KSPSI Kecam Narasi Negatif Sembako yang Sudutkan Gerakan Buruh

Presiden Konfederasi Serikat Pekerja Seluruh Indonesia (KSPSI), Andi Gani Nena Wea, menyuarakan keberatan atas munculnya berbagai narasi serta framing negatif terhadap gerakan buruh setelah peringatan May Day pada Rabu (6/5/2026). Andi menilai terdapat upaya sistematis guna mendiskreditkan buruh melalui isu pembagian paket sembako.

Aksi ratusan ribu buruh di Monas dalam peringatan Hari Buruh Internasional tersebut dipastikan berjalan dengan damai serta bermartabat sebagaimana dilansir dari Nasional. Kendati demikian, Andi Gani mencermati adanya konten di media sosial yang mengesankan bahwa idealisme gerakan buruh dapat dibeli dengan paket bantuan pangan.

"Ini kan menciptakan narasi-narasi yang negatif buat menyerang gerakan buruh gitu loh. Nah saya melihat, saya memantau media-media sosial, banyak juga yang bukan dari buruh membela gitu. Lho kok malah tiba-tiba yang menyerang sembako seperti ingin mem-bully gerakan buruh gitu lho, nah ini yang saya sesalkan," kata Andi Gani, Presiden KSPSI.

Andi Gani turut menyoroti keberadaan akun media sosial tertentu yang secara sengaja mengulas isi paket sembako dengan nada menghina. Baginya, tindakan tersebut merupakan bentuk pelecehan nyata bagi perjuangan kaum pekerja di Indonesia.

Penegasan mengenai langkah hukum pun kini tengah dipertimbangkan oleh pihak KSPSI terhadap oknum yang dinilai telah menghina marwah organisasi buruh tersebut.
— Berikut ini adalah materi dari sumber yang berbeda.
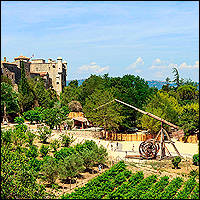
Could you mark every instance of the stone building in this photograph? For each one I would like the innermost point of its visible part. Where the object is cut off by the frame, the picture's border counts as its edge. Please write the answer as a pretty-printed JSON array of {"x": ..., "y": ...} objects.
[{"x": 54, "y": 74}]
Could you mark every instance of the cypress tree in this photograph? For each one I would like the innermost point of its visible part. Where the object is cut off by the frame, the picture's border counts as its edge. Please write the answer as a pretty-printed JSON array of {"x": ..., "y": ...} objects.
[{"x": 26, "y": 96}]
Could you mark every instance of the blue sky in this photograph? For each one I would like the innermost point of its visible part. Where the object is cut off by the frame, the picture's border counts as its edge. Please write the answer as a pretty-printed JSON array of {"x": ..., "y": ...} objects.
[{"x": 143, "y": 38}]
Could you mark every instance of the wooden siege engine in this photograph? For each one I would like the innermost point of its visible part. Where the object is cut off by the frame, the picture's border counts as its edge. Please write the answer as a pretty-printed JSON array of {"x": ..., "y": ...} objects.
[{"x": 149, "y": 149}]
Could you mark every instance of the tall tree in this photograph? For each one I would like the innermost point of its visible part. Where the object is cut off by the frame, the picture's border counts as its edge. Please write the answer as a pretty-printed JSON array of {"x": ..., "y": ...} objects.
[
  {"x": 26, "y": 95},
  {"x": 9, "y": 98},
  {"x": 163, "y": 106},
  {"x": 107, "y": 116}
]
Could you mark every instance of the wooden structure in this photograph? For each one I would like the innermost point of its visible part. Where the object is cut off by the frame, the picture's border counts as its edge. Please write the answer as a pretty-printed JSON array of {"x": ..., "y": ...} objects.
[{"x": 149, "y": 149}]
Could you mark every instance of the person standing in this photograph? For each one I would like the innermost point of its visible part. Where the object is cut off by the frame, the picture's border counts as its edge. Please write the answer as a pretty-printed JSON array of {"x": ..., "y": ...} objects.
[
  {"x": 133, "y": 148},
  {"x": 100, "y": 168}
]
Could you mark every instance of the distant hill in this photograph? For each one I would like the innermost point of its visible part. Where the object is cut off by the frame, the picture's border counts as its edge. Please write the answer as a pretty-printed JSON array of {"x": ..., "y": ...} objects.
[{"x": 151, "y": 83}]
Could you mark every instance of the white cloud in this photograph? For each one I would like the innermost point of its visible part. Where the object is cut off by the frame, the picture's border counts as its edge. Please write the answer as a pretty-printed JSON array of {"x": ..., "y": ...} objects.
[
  {"x": 184, "y": 65},
  {"x": 138, "y": 70},
  {"x": 138, "y": 62},
  {"x": 93, "y": 68},
  {"x": 158, "y": 64}
]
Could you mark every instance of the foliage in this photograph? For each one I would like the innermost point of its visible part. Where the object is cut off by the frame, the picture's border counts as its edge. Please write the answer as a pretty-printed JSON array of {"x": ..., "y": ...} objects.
[
  {"x": 70, "y": 166},
  {"x": 44, "y": 150},
  {"x": 64, "y": 152},
  {"x": 186, "y": 92},
  {"x": 195, "y": 159},
  {"x": 175, "y": 161},
  {"x": 189, "y": 118},
  {"x": 49, "y": 170},
  {"x": 6, "y": 80},
  {"x": 171, "y": 189},
  {"x": 34, "y": 115},
  {"x": 75, "y": 106},
  {"x": 186, "y": 190},
  {"x": 32, "y": 152},
  {"x": 54, "y": 116},
  {"x": 42, "y": 96},
  {"x": 107, "y": 116},
  {"x": 17, "y": 178},
  {"x": 66, "y": 139},
  {"x": 10, "y": 98},
  {"x": 30, "y": 137},
  {"x": 194, "y": 173},
  {"x": 55, "y": 144},
  {"x": 19, "y": 120},
  {"x": 91, "y": 153},
  {"x": 44, "y": 134},
  {"x": 163, "y": 106},
  {"x": 26, "y": 93}
]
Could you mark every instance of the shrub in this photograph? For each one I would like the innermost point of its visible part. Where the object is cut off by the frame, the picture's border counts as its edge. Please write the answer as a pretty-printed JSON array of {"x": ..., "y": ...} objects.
[
  {"x": 176, "y": 161},
  {"x": 44, "y": 134},
  {"x": 66, "y": 139},
  {"x": 44, "y": 150},
  {"x": 32, "y": 152},
  {"x": 19, "y": 120},
  {"x": 49, "y": 169},
  {"x": 55, "y": 144},
  {"x": 196, "y": 159}
]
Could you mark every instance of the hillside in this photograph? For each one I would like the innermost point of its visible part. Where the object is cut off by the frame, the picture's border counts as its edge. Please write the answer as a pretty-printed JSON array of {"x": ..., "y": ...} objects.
[{"x": 151, "y": 83}]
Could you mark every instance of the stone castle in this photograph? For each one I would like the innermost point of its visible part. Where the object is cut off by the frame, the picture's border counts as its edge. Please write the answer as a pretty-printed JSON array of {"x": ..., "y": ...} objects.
[{"x": 54, "y": 74}]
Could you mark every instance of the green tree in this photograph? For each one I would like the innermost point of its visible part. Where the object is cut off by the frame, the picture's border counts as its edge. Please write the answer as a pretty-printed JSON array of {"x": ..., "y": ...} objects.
[
  {"x": 9, "y": 98},
  {"x": 55, "y": 144},
  {"x": 44, "y": 150},
  {"x": 26, "y": 94},
  {"x": 44, "y": 134},
  {"x": 66, "y": 139},
  {"x": 70, "y": 167},
  {"x": 49, "y": 170},
  {"x": 18, "y": 180},
  {"x": 107, "y": 116},
  {"x": 163, "y": 106},
  {"x": 6, "y": 80},
  {"x": 91, "y": 153},
  {"x": 70, "y": 93},
  {"x": 75, "y": 106},
  {"x": 189, "y": 118},
  {"x": 186, "y": 92}
]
"Kita akan, sedang kita diskusikan (bawa ke ranah hukum) karena ini jadi serius masalah ini dan sudah menyerang narasi-narasi negatif kepada pribadi-pribadi pimpinan buruh lho. Itu kan sudah agak melenceng dari apa yang apa yang kita sampaikan di masyarakat gitu lho," tegas Andi Gani, Presiden KSPSI.

Di sisi lain, Andi Gani memberikan penekanan bahwa peringatan May Day kali ini mencatatkan sejarah positif karena aspirasi para pekerja diterima langsung oleh Presiden. Capaian ini disebutnya sebagai praktik demokrasi yang berkualitas dan jarang ditemui di negara lain.

Dukungan dari masyarakat luas serta sejumlah pemengaruh atau influencer yang membantu meluruskan disinformasi di jagat maya turut mendapatkan apresiasi dari pimpinan buruh tersebut.